The gain arising from sale of immovable property held for over 24 months is treated as long-term capital gain (LTCG). The difference between the sale proceeds and the indexed cost of acquisition or improvement is taxed as LTCG. The asset’s cost is adjusted based on the cost inflation index (CII) notified by the tax authority for the FYs of purchase and transfer to determine the indexed cost of acquisition.

You acquired the property in June 2003 and subsequently paid HUDA in 2013 and 2018. The cost paid initially would be treated as the cost of acquisition and subsequent court-mandated payments as cost of improvement. Such costs can be indexed for inflation when computing capital gains using the CII of the FY of sale and the FY of incurring the cost of acquisition (FY04) and relevant FY of incurring the cost of improvement (relevant FY to payments made in 2013 and 2018).

I paid 3.6 lakh through cheque against a land with a real estate company in October 2016. I was supposed to pay another 6 lakh to get it registered or quit from the deal after taking 8.1 lakh from the company after a year. I chose the latter and got 8.1 lakh in December 2017. I used the capital gain of 4.5 to repay my car loan of 3.5 lakh. I fall under the 30% tax slab. This capital gain of 4.5 lakh is a gain from the property which was never transferred in my name. Am I liable to pay tax on this?

—Anuj Kumar Singh

We have presumed that the land referred to in the question is owned by the real estate company and it was never purchased by you. One would need to study the agreement to determine if this transaction is in essence a loan provided by you or if you received a right to acquire the property (i.e. land) upon payment of the initial sum of money. If it is the latter, the gain arising from the transaction would be treated as a “capital gain" arising from the relinquishment of the right to purchase the asset (i.e. land).
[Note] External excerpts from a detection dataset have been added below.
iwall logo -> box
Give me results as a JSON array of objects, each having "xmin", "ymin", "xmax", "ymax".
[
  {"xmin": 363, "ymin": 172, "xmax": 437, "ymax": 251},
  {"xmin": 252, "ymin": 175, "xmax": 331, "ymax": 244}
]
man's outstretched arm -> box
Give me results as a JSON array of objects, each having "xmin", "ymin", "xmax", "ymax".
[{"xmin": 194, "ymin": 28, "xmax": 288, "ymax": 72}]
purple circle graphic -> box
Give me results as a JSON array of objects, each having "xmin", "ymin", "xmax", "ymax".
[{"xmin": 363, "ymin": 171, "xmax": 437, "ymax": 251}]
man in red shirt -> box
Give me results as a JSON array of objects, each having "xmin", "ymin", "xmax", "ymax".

In such a case, the difference between the amount received by you and the investment made by you, after reducing any other expenses would be considered a short-term capital gain (STCG) since you held this right to the asset for less than 24 months.

If it is a loan provided by you, the difference between the sums received by you and the amounts initially funded by you would be treated as interest income, chargeable to tax as “income from other sources". STCG or interest income are taxable at normal tax rates applicable to you. The current tax laws do not provide any exemption from taxes in case of re-investment of STCG.